Museo Universitario de Arte Contemporaneo (MUAC), Mexico City. Photo: Salvador Medina. Creative Commons / CC BY-ND 2.0

Mexico City’s Museo Universitario de Arte Contemporaneo (MUAC) has taken down two works by Ana Gallardo in the Argentinian artist’s current solo exhibition Tembló acá un delirio.

The work that sparked criticism, Extracto para un fracasado proyecto (Extract from a Failed Project, 2011–24), features an unpunctuated text etched across a museum wall which narrates the artist’s engagement with Estela, a former resident at Casa Xochiquetzal, a Mexico City shelter for elderly sex workers. The text describes Estela as an ‘old sick whore’ who she visited and cared for before Estela’s death. 

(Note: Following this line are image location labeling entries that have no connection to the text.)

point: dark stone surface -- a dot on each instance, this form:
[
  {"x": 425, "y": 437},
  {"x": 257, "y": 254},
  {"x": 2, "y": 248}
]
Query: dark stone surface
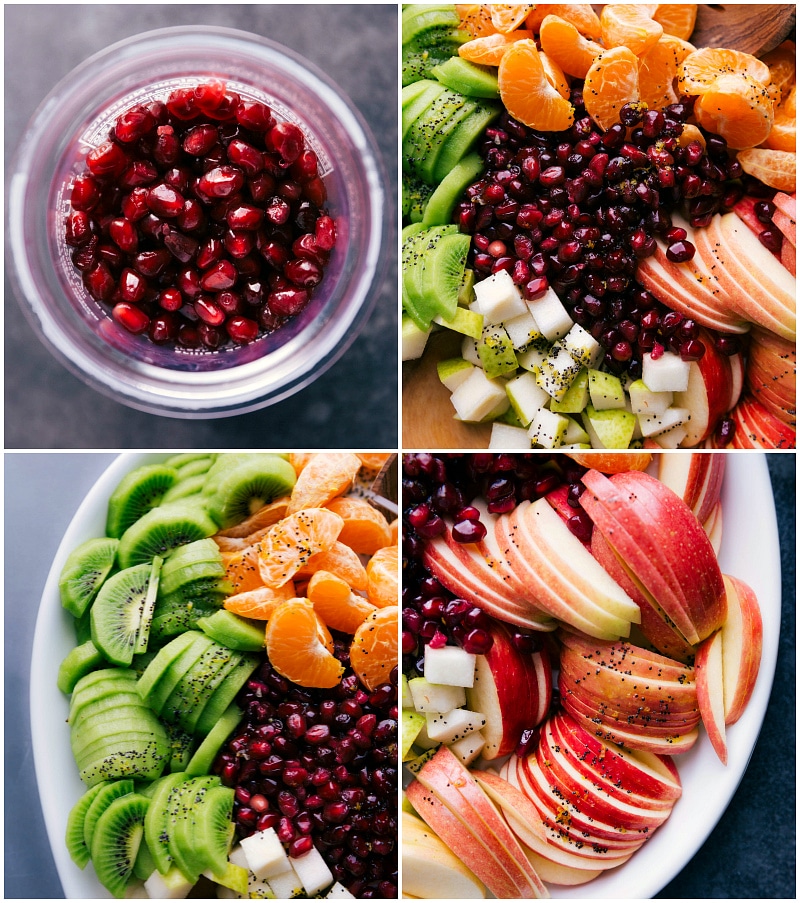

According to the museum, Extracto para un fracasado proyecto belongs to a larger body of work addressing the struggles and frustrations the artist faced in ‘a society that abandons its elderly’. However the language used was negatively received, especially among members of Casa Xochiquetzal. On 9 October the shelter published a statement on Facebook describing Gallardo’s text as containing ‘insults’ as well as ‘lies’.

‘Ana Gallardo uses as an insult the word “whore” and the expression “daughter of a whore” repeatedly, which if in themselves are misogynous insults, when directed precisely to Casa Xochiquetzal, to its then director and its inhabitants, become even more serious,’ the statement writes.

‘That person didn’t spend “some time” taking care of Estela, as the piece says, but she did it one day and never came back… If she had been near the house, she would know that the words “prostitute” and “whore” are painful words for the inhabitants of the Casa, and now with this piece she is revictimising them and pushing people to name them that way.’

MUAC initially responded with a statement defending the artist’s freedom of expression. As protests escalated, however, it first limited audience entering the space. Then, after graffiti was written on its exterior walls – reading ‘Total Respect for Sex Work’ and calling the museum as ‘whorephobic’ – the museum yesterday took down the piece.